Reshmi Ramdhony et Roselyne-Aseema Lanfray se connaissent depuis 12 ans et ont eu un parcours commun dans la méditation. La première a vécu 9 ans en Inde et y a effectué 21 voyages depuis 1975, surtout pour des raisons professionnelles liées au Mahatma Gandhi Institute (MGI) de Moka ; également pour des initiations à l’Ayurveda, à la naturopathie, au Vaastu Shastra, à l’archéologie, la culture et la civilisation de l’Inde antique, ainsi que pour y suivre le Buddhist trail. La seconde, ex-journaliste, fondatrice et animatrice d’Osho Arunachala Ashram, à Moka, a foulé le sol de l’Inde pour la première fois en 1991 et en est actuellement à son 11e séjour, d’abord à l’ashram de Sri Ramana Maharshi, au pied de la montagne de Shiva à Tiruvanamalai (Tamil Nadu), puis à la Kumbh Mela d’Allahabad (Uttar Pradesh), dans la sangha internationale de Sri Prem Baba, satguru d’origine brésilienne. Profondément touchées par cette terre de paradoxes qui les a marquées, toutes deux ne sont pas revenues les mêmes après leurs pérégrinations dans le sous-continent. Reshmi et Roselyne-Aseema nous livrent, ici, un témoignage poignant de leur rencontre avec l’Inde.

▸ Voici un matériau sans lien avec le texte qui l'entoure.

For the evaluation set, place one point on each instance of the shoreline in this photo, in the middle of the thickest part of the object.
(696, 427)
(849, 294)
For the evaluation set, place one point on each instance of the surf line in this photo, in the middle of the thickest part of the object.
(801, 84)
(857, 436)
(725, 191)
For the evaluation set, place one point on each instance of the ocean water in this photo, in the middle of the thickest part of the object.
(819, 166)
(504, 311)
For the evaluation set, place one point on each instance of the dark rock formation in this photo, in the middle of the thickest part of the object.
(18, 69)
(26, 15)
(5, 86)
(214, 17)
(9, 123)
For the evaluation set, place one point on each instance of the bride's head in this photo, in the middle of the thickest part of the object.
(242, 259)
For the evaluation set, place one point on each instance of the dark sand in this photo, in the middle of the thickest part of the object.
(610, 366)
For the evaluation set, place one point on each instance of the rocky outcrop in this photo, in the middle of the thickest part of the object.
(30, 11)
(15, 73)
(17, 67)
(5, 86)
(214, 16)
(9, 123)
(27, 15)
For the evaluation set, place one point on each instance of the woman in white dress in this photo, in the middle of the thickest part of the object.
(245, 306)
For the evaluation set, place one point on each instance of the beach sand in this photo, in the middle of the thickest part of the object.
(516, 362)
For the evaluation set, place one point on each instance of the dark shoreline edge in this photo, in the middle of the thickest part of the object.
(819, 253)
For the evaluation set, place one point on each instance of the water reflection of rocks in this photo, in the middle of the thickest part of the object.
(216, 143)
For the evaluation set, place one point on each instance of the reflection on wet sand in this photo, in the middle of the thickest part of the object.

Le rayonnement de l’Inde à travers le globe n’est pas seulement dû à Bollywood ou au fait que le sous-continent soit un géant économique en marche, mais aussi à la civilisation de l’Indus — Saraswati où ont fleuri l’ancienne culture védique, l’Inde savante – qui a notamment offert au monde le Zéro, l’astrologie, le Sa Re Ga Ma Pa Dha Ni Sa et le Kama Sutra —, l’héritage moghol ainsi que les philosophies spirituelles les plus diverses de grands Maîtres.
Dans ce pays multicolore, multilingue et multireligieux, je deviens UN parce que mon âme se connecte à l’Inde ancienne et à la conscience éveillée des grands chercheurs de Vérité et des Sages. Mon identité n’est pas édictée par ma naissance, mon âge, mon éducation ou mes appartenances ; elle trouve sa réelle dimension dans cette source qui coule depuis la nuit des temps. C’est une fontaine de jouvence intarissable.
Aujourd’hui, le monde court après les plaisirs sensuels, la consommation effrénée et la satisfaction immédiate du désir, même si le prix à payer consiste à sacrifier son âme et de belles relations humaines. Ayant été élevée à l’occidentale, je suis, certes, influencée par ce train de vie. Cependant, ma conscience étant liée à l’Inde et à certaines de ses valeurs fondamentales — telle celle du karma que l’on retrouve dans la Bhagavad Gita, celles de l’amour et de la non-violence prêchées par Gandhi, ainsi que celle de l’observation du Soi, cette vigilance constante prônée par la méditation —, j’aspire au sens de la vie et à la réalisation spirituelle.